Comparative Example 6 The reaction was carried out in the same manner as in Example 1 except that the reduced nickel-diatomaceous earth catalyst (Ni = 56%) was used in place of the reduced cobalt-zirconium-diatomaceous earth catalyst. Hydrogen absorption was completed in about 50 minutes. As a result, all the raw materials reacted and the ratio of each product was 3-aminomethyl-3,5,5.
-Trimethylcyclohexylamine 52.8%, aminoalcohol 16.5%, and imine 30.6%. Example 1
By comparison with, it is found that the nickel-based catalyst does not suppress the by-product of amino alcohol.

[0025]

According to the method of the present invention, 3-cyano-3,5,5-
In the method of directly reacting trimethylcyclohexanone with ammonia and hydrogen, by-product of amino alcohol is suppressed and 3-aminomethyl-3,5,5-trimethylcyclohexylamine can be obtained in high yield. In the method of the present invention, by-products can be suppressed by the one-step reaction, so that the process can be simplified as compared with the conventional two-step reaction method. In addition, since the by-product of amino alcohol is suppressed,
It becomes easy to separate and recover 3-amino-3,5,5-trimethylcyclohexylamine from the reaction product solution by distillation. Therefore, the method of the present invention is an industrially excellent method.

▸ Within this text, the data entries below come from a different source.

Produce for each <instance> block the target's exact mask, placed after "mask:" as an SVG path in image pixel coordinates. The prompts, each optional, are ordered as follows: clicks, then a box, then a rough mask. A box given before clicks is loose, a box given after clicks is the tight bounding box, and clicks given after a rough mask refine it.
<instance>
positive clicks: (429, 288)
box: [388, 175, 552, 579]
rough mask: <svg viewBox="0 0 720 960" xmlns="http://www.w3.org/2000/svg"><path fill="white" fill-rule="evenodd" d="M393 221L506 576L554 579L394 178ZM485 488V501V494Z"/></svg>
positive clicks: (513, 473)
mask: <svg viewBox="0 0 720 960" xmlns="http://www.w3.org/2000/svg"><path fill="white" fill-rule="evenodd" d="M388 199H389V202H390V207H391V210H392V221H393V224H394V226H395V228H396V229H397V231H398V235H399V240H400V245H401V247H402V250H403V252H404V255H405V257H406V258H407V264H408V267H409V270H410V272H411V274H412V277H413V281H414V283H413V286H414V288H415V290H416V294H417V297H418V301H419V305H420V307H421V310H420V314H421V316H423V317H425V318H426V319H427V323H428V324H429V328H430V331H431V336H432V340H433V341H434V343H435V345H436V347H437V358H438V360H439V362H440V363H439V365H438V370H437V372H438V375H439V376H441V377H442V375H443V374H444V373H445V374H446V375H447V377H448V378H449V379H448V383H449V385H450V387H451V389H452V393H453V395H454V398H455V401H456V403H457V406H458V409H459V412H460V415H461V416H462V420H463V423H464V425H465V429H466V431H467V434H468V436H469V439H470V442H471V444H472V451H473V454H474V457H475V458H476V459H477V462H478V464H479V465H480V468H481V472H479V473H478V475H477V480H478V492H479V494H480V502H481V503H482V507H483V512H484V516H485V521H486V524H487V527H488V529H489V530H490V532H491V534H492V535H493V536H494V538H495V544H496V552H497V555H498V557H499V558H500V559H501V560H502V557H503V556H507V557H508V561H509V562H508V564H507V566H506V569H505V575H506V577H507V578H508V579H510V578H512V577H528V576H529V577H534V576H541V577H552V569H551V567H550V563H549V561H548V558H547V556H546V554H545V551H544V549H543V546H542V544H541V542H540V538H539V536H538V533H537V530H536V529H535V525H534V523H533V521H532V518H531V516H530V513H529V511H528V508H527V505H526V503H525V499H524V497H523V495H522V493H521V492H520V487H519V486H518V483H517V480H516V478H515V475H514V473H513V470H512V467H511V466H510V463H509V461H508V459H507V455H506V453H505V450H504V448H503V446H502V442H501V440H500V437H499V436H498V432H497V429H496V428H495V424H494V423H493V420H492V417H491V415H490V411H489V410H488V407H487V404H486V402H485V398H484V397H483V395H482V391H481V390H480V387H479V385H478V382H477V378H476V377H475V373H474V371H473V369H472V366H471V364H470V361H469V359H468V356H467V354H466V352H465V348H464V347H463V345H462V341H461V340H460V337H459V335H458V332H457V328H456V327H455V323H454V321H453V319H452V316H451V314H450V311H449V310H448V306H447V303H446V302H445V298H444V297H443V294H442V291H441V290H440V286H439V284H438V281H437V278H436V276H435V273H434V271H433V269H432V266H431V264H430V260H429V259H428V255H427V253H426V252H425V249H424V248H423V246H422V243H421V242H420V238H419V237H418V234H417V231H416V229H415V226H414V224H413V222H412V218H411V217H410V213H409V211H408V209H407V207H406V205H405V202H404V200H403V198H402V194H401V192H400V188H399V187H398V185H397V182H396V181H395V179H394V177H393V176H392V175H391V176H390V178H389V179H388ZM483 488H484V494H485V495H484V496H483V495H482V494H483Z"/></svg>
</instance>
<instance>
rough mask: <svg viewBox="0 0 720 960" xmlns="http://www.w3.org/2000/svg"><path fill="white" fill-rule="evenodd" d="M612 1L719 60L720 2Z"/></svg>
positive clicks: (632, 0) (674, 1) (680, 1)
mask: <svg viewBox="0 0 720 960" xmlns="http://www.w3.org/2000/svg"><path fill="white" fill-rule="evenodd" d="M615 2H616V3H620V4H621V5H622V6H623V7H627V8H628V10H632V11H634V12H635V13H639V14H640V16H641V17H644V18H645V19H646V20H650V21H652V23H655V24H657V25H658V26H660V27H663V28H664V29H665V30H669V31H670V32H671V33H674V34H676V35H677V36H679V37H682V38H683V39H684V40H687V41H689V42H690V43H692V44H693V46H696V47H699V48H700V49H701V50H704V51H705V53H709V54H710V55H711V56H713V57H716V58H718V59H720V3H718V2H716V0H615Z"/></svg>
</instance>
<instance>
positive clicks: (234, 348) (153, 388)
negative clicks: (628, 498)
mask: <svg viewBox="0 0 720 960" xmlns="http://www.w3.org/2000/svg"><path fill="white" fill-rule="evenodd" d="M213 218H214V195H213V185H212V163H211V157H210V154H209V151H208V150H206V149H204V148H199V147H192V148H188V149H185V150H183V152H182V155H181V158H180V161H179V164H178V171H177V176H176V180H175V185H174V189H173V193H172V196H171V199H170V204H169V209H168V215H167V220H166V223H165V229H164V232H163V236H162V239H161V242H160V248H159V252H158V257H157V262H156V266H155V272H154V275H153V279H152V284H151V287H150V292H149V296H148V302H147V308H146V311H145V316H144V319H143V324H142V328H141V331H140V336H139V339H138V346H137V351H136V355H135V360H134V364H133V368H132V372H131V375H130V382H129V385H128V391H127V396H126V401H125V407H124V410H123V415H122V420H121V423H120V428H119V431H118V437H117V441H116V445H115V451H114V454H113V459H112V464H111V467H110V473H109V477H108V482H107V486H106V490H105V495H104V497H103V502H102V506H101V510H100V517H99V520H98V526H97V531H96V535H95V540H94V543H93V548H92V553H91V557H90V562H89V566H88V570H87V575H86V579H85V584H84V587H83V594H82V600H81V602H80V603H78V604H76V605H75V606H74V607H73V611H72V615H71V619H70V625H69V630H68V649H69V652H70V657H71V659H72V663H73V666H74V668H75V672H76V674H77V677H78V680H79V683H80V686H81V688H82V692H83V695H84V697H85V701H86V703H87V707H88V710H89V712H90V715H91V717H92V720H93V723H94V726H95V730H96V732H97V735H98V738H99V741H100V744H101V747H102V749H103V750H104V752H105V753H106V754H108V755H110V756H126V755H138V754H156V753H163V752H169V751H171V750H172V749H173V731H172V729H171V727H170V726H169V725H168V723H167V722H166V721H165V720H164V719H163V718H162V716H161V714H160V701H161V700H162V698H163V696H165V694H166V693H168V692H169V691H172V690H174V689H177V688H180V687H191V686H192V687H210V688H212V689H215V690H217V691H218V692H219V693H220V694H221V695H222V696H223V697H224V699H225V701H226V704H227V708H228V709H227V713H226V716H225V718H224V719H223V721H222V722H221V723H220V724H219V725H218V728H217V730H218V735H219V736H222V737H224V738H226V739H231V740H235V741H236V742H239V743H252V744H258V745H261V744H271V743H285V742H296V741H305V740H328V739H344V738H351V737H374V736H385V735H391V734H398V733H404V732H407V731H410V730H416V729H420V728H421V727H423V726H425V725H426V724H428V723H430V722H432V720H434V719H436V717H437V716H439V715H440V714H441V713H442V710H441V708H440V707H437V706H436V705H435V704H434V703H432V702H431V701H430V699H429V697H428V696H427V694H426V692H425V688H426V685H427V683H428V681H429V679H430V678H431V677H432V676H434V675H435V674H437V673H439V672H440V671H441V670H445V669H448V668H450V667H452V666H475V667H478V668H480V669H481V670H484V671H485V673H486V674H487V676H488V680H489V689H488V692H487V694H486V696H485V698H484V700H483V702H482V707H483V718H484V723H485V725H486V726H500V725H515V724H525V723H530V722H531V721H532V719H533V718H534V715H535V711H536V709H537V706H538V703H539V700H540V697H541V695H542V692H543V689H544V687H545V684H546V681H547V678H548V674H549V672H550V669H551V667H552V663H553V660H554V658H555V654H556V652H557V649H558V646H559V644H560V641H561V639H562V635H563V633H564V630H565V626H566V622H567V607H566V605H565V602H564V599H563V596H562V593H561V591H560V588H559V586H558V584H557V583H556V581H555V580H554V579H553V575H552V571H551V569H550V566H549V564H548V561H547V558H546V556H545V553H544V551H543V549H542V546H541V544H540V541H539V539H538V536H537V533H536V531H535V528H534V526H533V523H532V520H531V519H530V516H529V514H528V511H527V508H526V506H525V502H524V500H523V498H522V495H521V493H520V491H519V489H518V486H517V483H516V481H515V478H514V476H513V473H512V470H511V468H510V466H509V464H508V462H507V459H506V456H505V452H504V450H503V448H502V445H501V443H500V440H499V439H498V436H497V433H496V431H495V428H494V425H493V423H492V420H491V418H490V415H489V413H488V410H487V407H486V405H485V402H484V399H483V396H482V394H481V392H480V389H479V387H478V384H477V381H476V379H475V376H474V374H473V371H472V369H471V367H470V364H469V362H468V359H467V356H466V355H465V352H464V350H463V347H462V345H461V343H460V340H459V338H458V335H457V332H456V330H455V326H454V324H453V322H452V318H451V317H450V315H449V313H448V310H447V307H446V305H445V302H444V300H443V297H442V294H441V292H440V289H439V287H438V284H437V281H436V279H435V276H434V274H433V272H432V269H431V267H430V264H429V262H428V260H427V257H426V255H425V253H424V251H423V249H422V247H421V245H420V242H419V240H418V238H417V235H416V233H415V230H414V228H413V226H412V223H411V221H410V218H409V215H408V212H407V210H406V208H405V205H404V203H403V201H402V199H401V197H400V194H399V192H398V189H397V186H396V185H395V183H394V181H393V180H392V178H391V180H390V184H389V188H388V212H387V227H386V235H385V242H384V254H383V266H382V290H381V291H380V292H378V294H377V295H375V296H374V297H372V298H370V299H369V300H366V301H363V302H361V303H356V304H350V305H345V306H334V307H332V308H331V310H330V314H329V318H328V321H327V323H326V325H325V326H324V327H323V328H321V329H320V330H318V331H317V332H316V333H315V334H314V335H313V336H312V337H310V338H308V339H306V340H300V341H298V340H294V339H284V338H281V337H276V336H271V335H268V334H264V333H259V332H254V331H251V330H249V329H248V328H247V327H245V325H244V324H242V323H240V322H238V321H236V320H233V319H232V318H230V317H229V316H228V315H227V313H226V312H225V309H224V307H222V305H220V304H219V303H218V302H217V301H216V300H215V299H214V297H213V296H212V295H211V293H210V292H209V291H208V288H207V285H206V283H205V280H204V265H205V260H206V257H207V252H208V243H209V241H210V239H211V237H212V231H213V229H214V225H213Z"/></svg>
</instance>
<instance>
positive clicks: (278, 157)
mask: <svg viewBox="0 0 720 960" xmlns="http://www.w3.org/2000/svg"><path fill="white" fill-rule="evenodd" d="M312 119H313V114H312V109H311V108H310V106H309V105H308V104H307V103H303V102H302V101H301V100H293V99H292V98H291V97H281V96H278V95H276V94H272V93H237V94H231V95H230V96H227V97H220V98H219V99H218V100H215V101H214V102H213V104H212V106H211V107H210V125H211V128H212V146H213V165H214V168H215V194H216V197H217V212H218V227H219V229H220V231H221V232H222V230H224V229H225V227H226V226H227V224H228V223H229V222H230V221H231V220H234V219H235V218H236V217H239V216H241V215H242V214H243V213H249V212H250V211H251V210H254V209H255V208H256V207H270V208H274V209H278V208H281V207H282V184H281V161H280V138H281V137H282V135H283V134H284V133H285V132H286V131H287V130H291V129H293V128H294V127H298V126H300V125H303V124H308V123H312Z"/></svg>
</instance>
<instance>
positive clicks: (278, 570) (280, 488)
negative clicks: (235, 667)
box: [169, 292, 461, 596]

Front page continuation (72) Inventor Yoshifumi Sato Niigata City, Niigata City, Tayuhama, Niiwari 182, Mitsubishi Gas Chemical Co., Ltd.

Claims (2)

[Claims] 1. 3-Aminomethyl-3,5,5-characterized by reacting 3-cyano-3,5,5-trimethylcyclohexanone with ammonia and hydrogen in the presence of a reduced cobalt catalyst and glycols. Method for producing trimethylcyclohexylamine. 2. The amount of ammonia used relative to 3-cyano-3,5,5-trimethylcyclohexanone in a molar ratio of 1 to 30, and the amount of glycols used in a weight ratio of 2 to 20. Production method.